I keep hearing the same question from readers in London, Accra, and Marseille. Does the 48-team format make qualifying easier. In theory it opens more doors. In practice the pressure moves later. In UEFA, the extra three slots ease bottlenecks, but the four-path playoff will still produce one or two bruising eliminations. In Africa, nine automatic places bring overdue representation, yet the groups have been tight and small margins still decide everything. Morocco and Tunisia getting over the line early is exactly the advantage bigger programs try to build.

One-screen tracker: everyone in, at a glance

Confederation Teams qualified today
Hosts USA, Canada, Mexico
AFC Australia, Iran, Japan, Jordan, South Korea, Uzbekistan
OFC New Zealand
CONMEBOL Argentina, Brazil, Colombia, Ecuador, Paraguay, Uruguay
CAF Morocco, Tunisia
UEFA None yet

Quick explainer: why the format change matters

We know from past tournaments that third-place pathways change incentives. With 12 groups and eight third-place tickets, a strong four-point haul can be enough to reach the knockouts. That means some coaches will prioritize clean sheets and set-pieces over early fireworks in matchday one. FIFA’s switch to a 104-match, 39-day event is designed to keep jeopardy in the group stage and avoid the dead-rubber problems that would have come with the earlier three-team idea.

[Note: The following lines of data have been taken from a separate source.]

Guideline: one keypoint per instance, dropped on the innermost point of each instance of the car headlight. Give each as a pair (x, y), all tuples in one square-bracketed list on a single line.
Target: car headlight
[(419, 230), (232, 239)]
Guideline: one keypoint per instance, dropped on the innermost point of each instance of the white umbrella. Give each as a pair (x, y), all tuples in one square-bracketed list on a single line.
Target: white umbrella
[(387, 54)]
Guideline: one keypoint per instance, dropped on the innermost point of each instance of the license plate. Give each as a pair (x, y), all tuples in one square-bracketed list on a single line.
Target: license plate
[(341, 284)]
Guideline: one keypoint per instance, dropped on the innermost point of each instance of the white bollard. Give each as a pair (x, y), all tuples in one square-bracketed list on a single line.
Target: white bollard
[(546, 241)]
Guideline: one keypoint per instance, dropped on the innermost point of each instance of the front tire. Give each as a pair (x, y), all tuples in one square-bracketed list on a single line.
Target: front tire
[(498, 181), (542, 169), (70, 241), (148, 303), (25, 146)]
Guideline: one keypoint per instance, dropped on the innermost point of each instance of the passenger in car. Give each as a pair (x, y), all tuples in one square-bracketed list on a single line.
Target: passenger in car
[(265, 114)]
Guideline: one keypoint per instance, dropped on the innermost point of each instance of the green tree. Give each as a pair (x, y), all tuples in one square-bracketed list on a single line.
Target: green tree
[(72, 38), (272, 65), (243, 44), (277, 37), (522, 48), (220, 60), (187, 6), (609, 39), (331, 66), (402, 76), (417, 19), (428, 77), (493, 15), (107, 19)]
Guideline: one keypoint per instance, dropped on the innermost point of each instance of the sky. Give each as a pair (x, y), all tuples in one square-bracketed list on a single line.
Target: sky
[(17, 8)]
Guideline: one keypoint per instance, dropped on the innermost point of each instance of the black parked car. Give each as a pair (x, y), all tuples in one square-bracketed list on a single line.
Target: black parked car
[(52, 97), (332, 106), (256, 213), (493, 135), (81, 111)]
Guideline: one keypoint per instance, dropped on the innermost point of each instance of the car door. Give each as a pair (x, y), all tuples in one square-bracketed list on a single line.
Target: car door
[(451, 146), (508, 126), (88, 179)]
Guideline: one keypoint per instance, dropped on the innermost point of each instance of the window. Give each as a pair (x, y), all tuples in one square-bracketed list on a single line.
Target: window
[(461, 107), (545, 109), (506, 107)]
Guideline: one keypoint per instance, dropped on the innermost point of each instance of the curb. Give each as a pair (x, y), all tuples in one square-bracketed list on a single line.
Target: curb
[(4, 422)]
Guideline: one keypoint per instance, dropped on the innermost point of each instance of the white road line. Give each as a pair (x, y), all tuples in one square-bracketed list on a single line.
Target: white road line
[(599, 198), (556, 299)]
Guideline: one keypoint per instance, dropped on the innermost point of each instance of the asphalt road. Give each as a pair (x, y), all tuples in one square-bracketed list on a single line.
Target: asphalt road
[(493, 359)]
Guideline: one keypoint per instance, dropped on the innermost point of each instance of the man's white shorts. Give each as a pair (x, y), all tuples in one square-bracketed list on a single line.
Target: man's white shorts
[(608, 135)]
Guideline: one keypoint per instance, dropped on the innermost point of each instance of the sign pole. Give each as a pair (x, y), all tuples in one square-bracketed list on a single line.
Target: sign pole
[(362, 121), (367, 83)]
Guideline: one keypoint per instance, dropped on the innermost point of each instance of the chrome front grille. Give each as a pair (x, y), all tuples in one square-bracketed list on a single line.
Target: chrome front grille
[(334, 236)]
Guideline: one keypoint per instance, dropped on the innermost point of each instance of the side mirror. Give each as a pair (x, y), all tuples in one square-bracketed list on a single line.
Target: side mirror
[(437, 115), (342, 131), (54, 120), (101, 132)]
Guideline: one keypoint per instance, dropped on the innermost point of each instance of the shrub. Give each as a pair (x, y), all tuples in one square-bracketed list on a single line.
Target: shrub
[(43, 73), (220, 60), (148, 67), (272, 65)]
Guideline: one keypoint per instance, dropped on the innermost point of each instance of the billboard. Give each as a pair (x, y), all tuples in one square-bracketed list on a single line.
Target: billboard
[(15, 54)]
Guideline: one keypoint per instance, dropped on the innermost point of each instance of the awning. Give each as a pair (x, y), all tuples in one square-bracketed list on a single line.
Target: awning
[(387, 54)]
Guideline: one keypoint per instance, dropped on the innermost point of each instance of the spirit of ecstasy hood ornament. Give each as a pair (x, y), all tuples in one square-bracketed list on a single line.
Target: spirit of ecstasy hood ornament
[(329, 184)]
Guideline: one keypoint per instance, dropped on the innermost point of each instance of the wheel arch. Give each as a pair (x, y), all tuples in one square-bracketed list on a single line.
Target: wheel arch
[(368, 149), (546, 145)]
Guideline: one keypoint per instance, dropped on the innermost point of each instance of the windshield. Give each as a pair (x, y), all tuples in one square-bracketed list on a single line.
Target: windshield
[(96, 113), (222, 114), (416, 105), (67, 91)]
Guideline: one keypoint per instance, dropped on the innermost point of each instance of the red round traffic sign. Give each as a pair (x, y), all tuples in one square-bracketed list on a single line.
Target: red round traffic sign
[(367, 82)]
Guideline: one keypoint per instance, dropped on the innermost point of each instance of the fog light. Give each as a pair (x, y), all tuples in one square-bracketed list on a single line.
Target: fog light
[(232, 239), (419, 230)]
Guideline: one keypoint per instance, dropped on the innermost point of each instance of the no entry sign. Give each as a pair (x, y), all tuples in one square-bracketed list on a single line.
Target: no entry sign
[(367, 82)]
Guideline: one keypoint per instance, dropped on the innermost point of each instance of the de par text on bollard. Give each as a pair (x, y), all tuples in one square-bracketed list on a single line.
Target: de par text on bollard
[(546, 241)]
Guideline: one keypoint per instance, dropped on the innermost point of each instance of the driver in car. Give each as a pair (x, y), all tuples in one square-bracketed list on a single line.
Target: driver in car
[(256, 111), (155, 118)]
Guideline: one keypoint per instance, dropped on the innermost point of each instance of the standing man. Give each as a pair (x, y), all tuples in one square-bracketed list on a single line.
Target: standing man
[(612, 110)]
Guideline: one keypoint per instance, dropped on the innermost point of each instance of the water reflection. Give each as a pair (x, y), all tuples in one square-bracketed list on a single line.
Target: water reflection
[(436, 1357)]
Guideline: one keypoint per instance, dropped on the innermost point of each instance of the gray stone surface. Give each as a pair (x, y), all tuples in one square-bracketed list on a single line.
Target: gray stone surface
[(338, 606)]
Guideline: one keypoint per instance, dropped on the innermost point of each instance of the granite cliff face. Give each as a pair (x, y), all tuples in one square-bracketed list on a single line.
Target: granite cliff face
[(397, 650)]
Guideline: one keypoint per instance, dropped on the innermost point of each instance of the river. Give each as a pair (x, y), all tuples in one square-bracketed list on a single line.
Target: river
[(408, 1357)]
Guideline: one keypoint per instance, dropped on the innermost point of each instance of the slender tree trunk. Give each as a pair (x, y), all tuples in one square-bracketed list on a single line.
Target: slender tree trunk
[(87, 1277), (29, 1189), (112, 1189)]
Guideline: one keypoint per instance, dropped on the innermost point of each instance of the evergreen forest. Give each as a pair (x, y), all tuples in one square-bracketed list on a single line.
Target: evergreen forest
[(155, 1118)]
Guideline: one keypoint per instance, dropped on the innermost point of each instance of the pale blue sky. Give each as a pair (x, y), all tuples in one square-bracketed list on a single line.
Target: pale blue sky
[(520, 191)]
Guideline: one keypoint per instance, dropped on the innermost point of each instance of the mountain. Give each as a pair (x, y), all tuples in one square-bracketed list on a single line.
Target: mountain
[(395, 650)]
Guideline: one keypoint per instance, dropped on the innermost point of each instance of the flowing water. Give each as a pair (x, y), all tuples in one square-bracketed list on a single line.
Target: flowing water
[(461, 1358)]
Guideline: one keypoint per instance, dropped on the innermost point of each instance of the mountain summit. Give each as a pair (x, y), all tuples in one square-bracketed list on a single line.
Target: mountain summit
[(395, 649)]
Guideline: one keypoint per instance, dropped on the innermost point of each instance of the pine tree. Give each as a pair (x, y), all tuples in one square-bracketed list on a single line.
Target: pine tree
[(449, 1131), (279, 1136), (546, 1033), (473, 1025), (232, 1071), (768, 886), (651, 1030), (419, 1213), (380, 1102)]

A note on venues, travel, and the first whistle

FIFA locked in the key stadium facts a while ago. Mexico’s Estadio Azteca hosts the opener on June 11. The final is in East Rutherford on July 19. Canada and the United States will also get flagship opening fixtures on June 12. It sounds ceremonial, but it also helps fans plan travel because each host plays all three group matches at home. That is kinder on supporters and squads alike across a very large map.

We have them now. A draw on December 5. A format everyone can understand. A list of teams that is already interesting, with South America set, Asia mostly done, Africa breaking its logjam, and Europe still simmering. The next two windows will finish the picture. Then the names go into the bowls in Washington and the route to New Jersey gets very real.